En el año decimoquinto del imperio del
emperador Tiberio, siendo Poncio Pilato gobernador de Judea, y Herodes tetrarca
de Galilea, y su hermano Filipo virrey de Iturea y Traconítide, y Lisanio
tetrarca de Abilene, bajo el sumo sacerdocio de Anás y Caifás, vino la Palabra
de Dios sobre Juan, hijo de Zacarías, en el desierto. Y recorrió toda la
comarca del Jordán, predicando un bautismo de conversión para perdón de los
pecados, como está escrito en el libro de los oráculos del profeta Isaías: «Una
voz grita en el desierto: Preparad el camino del Señor, allanad sus senderos; los
valles serán rellenados, los montes y colinas serán rebajados; lo torcido será
enderezado, lo escabroso será camino llano. Y toda carne verá la salvación de Dios».

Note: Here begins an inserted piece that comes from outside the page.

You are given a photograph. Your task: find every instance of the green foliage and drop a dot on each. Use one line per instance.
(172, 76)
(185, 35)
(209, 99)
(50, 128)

JESÚS, qué bien cumple su misión tu primo Juan, preparando los caminos para tu encuentro con las gentes. Se consideraba solo como la voz que grita en el desierto. Pero toda su vida era ejemplo de austeridad, de testimonio, de invitación -con la palabra y la vida- a la conversión. Acojo sus palabras: que se eleve el valle de mi pereza, que descienda la colina de mi orgullo, que se enderece y se iguale lo torcido y escabroso de mi conducta. Así veré -y otros podrán ver- la salvación que nos traes.